Gideon, also called Jerubbaal1, was a brave Israelite feared by the Madianites invaders. God chose him to be judge of Israel. His call for this mission was especially particular, as the Lord’s messenger appeared to him. He was in his winepress when it appeared to him. There, he threshed the wheat he had managed to hide from the Madianites. At that moment, he was thinking sadly about the situation of Israel and about what could be done in order to reach freedom. Suddenly, the Lord’s messenger appeared to him and spoke to him, saying that he was to be sent to save Israel.2 Gideon, being hospitable, prepared a young goat and unleavened bread, but he wanted a signal of who the visitor really was. Then the Messenger touched the meat and the unleavened bread with his staff and a fire flame came out from the rock and devoured the offering. He thought he was going to die, for he had seen the Lord’s messenger face-to-face. He guaranteed him that he would not die and vanished out of sight.3 Gideon was told to break down his own father’s altar to Baal, and he had to build another to the Lord on the rock where the offering had been burned, to present a second offering to the Lord.

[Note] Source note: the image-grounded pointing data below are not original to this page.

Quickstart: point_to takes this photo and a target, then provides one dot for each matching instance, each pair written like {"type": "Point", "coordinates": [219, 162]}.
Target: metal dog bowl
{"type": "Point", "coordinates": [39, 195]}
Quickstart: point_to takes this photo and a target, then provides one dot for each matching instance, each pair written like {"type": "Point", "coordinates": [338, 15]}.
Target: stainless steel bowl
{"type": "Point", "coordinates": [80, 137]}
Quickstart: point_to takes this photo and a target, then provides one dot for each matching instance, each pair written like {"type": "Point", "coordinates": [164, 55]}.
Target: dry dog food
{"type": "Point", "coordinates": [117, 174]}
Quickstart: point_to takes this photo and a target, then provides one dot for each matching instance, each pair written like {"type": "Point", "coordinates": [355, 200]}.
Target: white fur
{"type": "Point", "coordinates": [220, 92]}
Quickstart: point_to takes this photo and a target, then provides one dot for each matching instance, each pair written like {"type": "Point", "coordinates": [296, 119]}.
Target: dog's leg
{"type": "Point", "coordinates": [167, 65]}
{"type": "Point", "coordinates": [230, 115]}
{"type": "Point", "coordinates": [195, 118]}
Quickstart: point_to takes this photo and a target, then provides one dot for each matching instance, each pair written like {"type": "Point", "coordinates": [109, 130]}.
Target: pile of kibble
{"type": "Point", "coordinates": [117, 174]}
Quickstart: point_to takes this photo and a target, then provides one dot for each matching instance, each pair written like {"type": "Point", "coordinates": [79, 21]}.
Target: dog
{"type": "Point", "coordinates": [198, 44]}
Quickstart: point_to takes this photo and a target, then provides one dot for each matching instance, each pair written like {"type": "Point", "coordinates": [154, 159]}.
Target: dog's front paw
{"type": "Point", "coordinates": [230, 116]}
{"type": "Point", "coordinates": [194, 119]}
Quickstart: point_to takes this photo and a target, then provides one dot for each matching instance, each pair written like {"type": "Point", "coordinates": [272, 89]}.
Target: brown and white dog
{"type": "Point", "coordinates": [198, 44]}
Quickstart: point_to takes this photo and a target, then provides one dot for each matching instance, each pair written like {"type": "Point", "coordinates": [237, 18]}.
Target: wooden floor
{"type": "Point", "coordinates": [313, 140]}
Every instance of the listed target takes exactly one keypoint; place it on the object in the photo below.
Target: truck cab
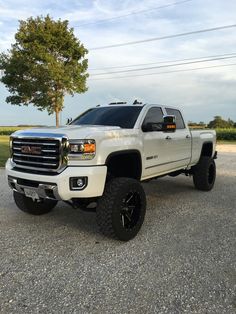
(102, 157)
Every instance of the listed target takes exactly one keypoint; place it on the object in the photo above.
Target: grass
(4, 150)
(7, 130)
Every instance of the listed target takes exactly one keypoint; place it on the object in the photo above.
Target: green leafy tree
(218, 122)
(45, 63)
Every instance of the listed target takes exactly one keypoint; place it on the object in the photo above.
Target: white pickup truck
(100, 159)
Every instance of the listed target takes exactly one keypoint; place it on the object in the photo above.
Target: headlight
(82, 149)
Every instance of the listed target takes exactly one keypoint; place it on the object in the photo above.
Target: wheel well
(207, 149)
(124, 164)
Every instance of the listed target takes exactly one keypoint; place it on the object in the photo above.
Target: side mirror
(169, 124)
(69, 120)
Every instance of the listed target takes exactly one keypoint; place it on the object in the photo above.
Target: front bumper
(58, 186)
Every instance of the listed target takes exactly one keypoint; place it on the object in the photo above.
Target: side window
(179, 119)
(154, 115)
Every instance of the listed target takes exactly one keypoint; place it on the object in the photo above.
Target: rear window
(179, 119)
(124, 117)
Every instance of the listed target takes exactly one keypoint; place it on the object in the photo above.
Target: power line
(160, 62)
(132, 13)
(165, 37)
(167, 72)
(163, 66)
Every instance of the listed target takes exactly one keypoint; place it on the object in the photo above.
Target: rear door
(179, 142)
(155, 155)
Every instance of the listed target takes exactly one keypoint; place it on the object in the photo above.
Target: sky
(200, 93)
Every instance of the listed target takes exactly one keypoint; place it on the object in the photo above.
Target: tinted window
(154, 115)
(124, 117)
(179, 119)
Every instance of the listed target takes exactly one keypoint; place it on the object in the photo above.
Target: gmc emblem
(31, 150)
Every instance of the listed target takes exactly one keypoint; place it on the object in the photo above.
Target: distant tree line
(217, 122)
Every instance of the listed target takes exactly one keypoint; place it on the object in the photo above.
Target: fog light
(78, 183)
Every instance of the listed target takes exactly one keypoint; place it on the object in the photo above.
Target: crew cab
(100, 160)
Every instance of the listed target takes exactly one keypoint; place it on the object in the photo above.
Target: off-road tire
(33, 207)
(111, 218)
(204, 174)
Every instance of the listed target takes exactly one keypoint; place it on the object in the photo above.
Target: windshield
(124, 117)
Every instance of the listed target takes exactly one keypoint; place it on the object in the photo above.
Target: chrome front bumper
(43, 190)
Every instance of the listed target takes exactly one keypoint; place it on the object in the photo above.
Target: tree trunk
(57, 112)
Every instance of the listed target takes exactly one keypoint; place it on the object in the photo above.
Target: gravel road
(182, 261)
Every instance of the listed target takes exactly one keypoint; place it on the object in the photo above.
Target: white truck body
(160, 152)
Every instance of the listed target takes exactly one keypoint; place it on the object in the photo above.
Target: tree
(45, 63)
(218, 122)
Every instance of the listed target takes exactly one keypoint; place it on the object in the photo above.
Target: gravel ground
(182, 261)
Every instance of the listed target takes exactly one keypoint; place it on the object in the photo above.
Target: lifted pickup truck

At night, he faithfully carried out the divine order.4
After fighting idolatry, he had to lead an army against the Madianites.5 However, Gideon did not dare to head the army without additional evidence that God had chosen him, and that He would be by his side. Oddly, he asked for a new and strange signal of God’s will. He begged: “To see if you really intend to rescue Israel through me as you have declared, I’m now putting a wool fleece on the threshing floor. If there is dew only on the fleece but all the ground is dry, then I’ll know that you are going to rescue Israel through me, as you have declared”.6 In the morning, the fleece was wet, and the ground was dry. However, he doubted, as wool naturally absorbs air’s humidity, so he thought that maybe this signal was not decisive. As a consequence, and praying that his extreme caution would not be unpleasant to the Lord, he asked that the signal was the other way round. His wish was granted.7 It encouraged Gideon to fight the invaders.8
What happened then is one of the most amazing actions of God. Gideon had recruited almost three thousand men; he only needed three hundred to defeat de Madianites just by doing exactly what God had told them. This proves once more the Lord’s supernatural power.9 God does not always choose the most talented men, but those who can serve him better. The Lord can work more efficiently through those who understand their own limitations, and want to trust him as leader and source of power.